Advancements in human cloning will lead to a scary black market problem, leading scientists warn.

According to a report in the UK Express:

While it remains illegal in most countries, including the UK, scientists have reached a point where they are able to clone human embryos on a grand scale.

However, it is legal for scientists to follow certain therapeutic cloning procedures, if the sole purpose of it is to study cells.

The Human Fertilisation and Embryology Act 2008 allows scientists to study the effects of therapeutic cloning – which is where a nucleus is taken from a cell and transferred to an egg which has also had its nucleus removed, with the new cells used as replacements for damaged or diseased tissue which could help irradiate disease in the future.

Nonetheless, as it is still not available as a common treatment, this could lead to a black market, according to Dr Charles Foster, a Fellow of Green Templeton College and a Research Associate at the University of Oxford.

He told Express.co.uk: “I expect that there will be a black market [around therapeutic cloning].

“The appropriate caution of the regulators when faced with potentially new uses of therapeutic cloning is likely to be seen by desperate patients and relatives as inappropriately restrictive.”

He adds that therapeutic cloning will eventually become commonplace, but that it could lead to great ethical dilemmas.

Theoretically, humans could have cells taken from them to create a ‘clone’ which would be used to harvest organs and thus beat disease.

Dr Foster continued: “If therapeutic cloning were used to produce individuals from whom organs or tissues could be harvested, there would be concerns about instrumentalization: the person would not have been created because she was wanted for herself, but because a particular type of tissue or organ was wanted. 

“We simply don’t know what that would do to the psyche of the cloned person, or to the network of relationships that would be produced by her birth.”

He argued that this “would produce a whole new set of relationships between humans”, which no one has the knowledge to understand.

While he argues that therapeutic cloning might become common, reproductive cloning – where cells are cloned to produce a genetically identical being – will never catch on.

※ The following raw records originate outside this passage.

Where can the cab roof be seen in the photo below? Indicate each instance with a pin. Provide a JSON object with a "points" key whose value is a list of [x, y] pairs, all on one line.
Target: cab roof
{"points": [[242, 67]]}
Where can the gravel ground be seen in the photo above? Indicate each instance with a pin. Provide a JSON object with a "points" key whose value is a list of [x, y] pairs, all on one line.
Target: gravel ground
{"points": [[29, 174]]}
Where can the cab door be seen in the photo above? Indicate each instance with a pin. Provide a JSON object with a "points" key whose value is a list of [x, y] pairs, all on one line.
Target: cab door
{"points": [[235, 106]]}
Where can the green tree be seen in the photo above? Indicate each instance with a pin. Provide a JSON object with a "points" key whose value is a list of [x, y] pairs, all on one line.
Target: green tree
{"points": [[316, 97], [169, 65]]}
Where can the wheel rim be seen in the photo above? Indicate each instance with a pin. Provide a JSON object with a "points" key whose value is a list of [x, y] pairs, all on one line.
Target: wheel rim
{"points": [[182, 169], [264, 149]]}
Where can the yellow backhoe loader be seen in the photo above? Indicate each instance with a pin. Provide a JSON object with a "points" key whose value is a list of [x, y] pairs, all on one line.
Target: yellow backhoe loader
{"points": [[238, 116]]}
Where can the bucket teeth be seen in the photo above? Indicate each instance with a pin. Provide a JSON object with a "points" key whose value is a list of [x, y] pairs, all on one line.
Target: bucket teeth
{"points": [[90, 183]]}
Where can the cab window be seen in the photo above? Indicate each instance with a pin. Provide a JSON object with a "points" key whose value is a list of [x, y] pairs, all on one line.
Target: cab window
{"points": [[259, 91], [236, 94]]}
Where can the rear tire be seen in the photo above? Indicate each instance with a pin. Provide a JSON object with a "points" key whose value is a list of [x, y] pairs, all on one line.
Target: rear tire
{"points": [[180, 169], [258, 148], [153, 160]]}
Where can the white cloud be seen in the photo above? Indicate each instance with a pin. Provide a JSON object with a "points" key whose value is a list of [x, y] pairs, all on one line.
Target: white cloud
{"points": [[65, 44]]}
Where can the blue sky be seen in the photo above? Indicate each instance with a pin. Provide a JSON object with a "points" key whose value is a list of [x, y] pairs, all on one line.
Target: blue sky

Dr Foster states: “I doubt that human reproductive cloning will ever be common.

“There is an almost universal visceral distaste for reproductive cloning. Although that might diminish, I doubt it will disappear.”

Scientists in China have recently announced that they will open a mass-cloning factory by the end of the year, where they will be producing livestock, and hope to be mass-producing one million cows every 12 months by 2020 for human use.

This move is likely to spread around the globe as it is a cheaper alternative to farming, and Dr Foster believes that the financial benefits will outweigh the ethics.

Dr Foster added: “I think – and fear – that [cloning of animals could become more common than natural reproduction].

“The commercial pressures to produce carefully engineered meat are strong. 

“Cloned meat could therefore become cheaper than normally produced meat, and I’m not convinced that consumers will be prepared to pay the price difference for meat produced by natural reproduction.”